Giusto una settimana fa, in un pomeriggio caldo ma piacevolmente ventilato, un piccolo gruppo di soci, accompagnato da Federica Di Folco, ha percorso le strade della Trastevere Sacra, di qua e di là dal Viale omonimo, da Santa Cecilia a Santa Maria in Trastevere.
Quartiere noto, quasi la quintessenza di Roma, talmente tanto quintessenza che … quasi non è Roma.
I trasteverini veraci si considerano in un certo senso qualcosa di diverso e non è un caso che fino a poco tempo fa se dovevano andare in centro dicevano “dentro Roma”, come se loro fossero fuori. E di fatto lo erano, fuori, un po’ perché la loro era la riva “etrusca” del Tevere – la Roma dei monumenti pubblici era sull’altra riva – un po’ perché qui sbarcavano stranieri che si aggiungevano alla già notevole miscela etnica di Roma.
Provenivano da tutto il Mediterraneo: commercianti e migranti, ebrei, siriani … a un certo punto apparve su queste rive perfino una bellissima regina egizia, che portava con sé il figlio avuto da Giulio Cesare e che, con il suo seguito stravagante, decisamente non passò inosservata.
Il dialetto trasteverino
Il dialetto trasteverino è leggermente diverso dal romanesco ma soprattutto, e questo è stato il tema della nostra passeggiata, la religiosità di questo quartiere è diversa, peculiare.
All’affermarsi del cristianesimo tre “tituli” organizzano il corpus dei fedeli, e sono chiese bellissime: Santa Cecilia, San Crisogono, Santa Maria in Trastevere.

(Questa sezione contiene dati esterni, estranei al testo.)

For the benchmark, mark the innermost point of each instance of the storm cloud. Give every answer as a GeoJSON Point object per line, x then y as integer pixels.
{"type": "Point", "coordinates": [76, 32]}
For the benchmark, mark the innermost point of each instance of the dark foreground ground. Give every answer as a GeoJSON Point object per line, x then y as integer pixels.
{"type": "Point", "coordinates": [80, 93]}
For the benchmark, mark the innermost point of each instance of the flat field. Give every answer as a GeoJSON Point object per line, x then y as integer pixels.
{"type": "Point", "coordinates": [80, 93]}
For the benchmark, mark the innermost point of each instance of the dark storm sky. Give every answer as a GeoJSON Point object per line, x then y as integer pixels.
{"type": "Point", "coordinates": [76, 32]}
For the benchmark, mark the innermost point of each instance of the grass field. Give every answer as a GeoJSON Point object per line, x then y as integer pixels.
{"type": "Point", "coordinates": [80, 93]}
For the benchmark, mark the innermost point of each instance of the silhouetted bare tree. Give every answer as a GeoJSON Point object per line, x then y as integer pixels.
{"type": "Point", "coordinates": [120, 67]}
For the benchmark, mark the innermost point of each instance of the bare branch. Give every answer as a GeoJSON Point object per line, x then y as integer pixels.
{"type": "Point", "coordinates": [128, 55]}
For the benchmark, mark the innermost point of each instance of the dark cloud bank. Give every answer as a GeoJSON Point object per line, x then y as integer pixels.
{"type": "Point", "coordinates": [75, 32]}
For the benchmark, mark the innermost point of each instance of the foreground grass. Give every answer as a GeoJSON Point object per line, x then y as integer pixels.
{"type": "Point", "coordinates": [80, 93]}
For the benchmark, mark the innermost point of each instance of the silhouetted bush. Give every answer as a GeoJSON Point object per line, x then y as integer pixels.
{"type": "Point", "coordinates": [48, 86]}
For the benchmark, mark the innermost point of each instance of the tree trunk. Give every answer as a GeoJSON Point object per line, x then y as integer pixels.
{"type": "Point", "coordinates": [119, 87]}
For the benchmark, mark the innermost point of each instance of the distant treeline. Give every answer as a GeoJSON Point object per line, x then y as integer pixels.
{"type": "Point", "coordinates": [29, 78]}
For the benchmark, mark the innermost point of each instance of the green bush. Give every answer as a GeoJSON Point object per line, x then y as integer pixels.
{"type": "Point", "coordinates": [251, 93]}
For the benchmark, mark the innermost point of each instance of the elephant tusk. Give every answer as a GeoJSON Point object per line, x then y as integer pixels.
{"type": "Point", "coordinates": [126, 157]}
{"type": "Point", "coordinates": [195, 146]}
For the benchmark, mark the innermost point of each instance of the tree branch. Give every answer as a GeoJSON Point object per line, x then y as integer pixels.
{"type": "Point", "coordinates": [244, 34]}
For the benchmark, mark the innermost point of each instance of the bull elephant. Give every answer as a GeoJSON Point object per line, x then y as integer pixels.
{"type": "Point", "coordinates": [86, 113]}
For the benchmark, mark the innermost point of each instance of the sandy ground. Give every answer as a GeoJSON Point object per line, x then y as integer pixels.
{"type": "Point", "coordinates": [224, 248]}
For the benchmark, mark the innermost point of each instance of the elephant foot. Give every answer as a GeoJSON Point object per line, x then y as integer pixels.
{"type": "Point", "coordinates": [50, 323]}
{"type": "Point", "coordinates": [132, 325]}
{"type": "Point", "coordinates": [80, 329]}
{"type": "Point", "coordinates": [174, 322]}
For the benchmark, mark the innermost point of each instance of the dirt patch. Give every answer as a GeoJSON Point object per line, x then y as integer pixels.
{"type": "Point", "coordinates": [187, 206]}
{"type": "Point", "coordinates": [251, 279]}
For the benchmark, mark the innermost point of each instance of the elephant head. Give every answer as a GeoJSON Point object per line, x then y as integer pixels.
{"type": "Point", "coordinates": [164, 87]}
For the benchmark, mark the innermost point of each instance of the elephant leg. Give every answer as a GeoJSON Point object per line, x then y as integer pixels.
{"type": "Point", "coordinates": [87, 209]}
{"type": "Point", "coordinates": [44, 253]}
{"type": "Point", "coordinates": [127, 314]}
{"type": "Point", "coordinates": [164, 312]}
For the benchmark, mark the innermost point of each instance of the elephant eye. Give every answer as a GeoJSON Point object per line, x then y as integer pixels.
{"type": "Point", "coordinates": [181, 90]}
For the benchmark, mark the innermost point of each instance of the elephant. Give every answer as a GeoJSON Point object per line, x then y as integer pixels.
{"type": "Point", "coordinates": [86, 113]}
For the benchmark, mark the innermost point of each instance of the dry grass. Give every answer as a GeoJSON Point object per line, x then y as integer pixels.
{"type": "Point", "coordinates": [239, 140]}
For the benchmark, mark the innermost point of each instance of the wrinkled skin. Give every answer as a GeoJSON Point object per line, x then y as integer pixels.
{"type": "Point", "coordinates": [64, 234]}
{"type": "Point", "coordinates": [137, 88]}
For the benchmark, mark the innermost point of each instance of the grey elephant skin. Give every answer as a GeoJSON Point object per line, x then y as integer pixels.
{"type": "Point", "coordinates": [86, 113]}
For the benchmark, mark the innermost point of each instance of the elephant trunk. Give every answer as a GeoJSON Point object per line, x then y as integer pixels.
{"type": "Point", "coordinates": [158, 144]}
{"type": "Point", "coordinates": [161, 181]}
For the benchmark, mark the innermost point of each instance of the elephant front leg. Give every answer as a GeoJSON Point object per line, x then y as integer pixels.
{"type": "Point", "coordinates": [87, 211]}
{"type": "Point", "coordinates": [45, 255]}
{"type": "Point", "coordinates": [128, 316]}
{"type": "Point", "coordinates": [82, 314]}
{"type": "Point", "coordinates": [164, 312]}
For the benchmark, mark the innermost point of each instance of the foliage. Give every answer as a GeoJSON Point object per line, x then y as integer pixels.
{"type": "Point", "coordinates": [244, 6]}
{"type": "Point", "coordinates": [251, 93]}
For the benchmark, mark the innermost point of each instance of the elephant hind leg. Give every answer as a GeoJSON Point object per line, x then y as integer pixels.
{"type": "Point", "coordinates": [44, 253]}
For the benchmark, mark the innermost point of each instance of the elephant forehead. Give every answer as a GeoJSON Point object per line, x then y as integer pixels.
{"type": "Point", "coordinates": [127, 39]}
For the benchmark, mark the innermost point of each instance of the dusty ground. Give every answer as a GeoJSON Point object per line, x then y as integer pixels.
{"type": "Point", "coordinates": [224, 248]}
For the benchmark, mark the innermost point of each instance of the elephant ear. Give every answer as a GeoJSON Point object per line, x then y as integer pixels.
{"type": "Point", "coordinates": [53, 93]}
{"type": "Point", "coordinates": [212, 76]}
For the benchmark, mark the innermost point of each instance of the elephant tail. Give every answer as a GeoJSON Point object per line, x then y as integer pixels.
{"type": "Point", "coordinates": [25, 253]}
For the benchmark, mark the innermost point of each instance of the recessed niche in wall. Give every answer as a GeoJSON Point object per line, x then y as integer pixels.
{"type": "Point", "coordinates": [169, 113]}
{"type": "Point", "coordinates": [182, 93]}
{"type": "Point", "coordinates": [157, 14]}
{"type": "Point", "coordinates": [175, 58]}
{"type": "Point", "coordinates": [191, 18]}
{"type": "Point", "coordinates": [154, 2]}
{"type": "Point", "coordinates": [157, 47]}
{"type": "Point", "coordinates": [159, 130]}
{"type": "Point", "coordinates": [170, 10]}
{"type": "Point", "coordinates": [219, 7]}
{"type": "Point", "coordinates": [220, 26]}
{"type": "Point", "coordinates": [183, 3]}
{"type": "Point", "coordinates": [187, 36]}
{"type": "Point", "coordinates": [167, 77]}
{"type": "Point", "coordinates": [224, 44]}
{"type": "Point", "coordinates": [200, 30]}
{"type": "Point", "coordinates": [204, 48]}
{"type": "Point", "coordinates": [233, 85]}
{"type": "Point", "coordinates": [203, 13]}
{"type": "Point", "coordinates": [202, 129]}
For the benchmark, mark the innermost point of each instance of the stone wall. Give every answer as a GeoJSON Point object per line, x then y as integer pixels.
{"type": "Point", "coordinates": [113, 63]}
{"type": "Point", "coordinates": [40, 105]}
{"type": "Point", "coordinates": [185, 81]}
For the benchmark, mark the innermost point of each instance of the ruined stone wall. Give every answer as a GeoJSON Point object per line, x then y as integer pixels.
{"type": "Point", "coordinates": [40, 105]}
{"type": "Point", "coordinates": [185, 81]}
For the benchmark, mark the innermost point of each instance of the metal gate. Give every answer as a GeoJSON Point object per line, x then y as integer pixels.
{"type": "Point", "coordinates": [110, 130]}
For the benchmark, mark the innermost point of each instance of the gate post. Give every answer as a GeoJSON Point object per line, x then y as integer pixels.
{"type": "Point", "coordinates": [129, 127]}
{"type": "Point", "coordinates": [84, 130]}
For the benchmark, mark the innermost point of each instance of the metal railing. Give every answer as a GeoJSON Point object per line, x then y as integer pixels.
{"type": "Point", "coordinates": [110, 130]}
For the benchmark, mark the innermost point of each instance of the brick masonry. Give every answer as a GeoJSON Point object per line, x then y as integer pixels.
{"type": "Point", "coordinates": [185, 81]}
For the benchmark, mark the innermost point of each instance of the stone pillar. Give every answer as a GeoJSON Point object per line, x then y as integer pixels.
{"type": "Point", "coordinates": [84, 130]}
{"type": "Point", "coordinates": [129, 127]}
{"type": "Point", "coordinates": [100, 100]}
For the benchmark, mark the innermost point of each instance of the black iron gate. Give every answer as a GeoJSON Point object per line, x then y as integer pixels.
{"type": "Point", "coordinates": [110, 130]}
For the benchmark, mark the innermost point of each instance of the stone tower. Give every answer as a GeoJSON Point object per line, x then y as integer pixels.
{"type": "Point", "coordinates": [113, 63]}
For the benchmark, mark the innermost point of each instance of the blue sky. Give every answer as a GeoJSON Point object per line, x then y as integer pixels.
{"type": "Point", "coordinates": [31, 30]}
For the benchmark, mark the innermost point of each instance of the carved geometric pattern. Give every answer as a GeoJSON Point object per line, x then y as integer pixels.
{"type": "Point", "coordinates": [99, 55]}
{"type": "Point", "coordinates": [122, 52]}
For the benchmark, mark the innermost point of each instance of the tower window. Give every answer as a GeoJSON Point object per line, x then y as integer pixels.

Ma i fedeli appartengono ai ceti popolari e questa caratteristica, che se si sta attenti si percepisce ancora oggi malgrado la gentrificazione, contrassegna anche i modi di vivere il sacro.
Il corpo di Santa Cecilia
Il rinvenimento miracoloso del corpo di Santa Cecilia viene celebrato, all’inizio del 1600, con una scultura. La esegue Stefano Maderno ed essa è tuttora conservata nella chiesa dedicata alla martire trasteverina, sotto l’altare con il ciborio di Arnolfo di Cambio: forse una delle opere più commoventi della storia della scultura. Il marmo è lieve, l’immagine intima, perfettamente adeguata al luogo.
Circa cinquant’anni più tardi, il marmo si muove in mille pieghe nella Santa Teresa di Bernini in Santa Maria della Vittoria ed è un altro tipo di religiosità che trionfa. Ma non qui, non nella Trastevere Sacra … lo stesso Bernini del resto offrirà nella Ludovica Albertoni di San Francesco a Ripa una versione più raccolta dell’estasi.
Grazie Federica, è davvero un piacere ascoltarti e seguire con te strade non scontate.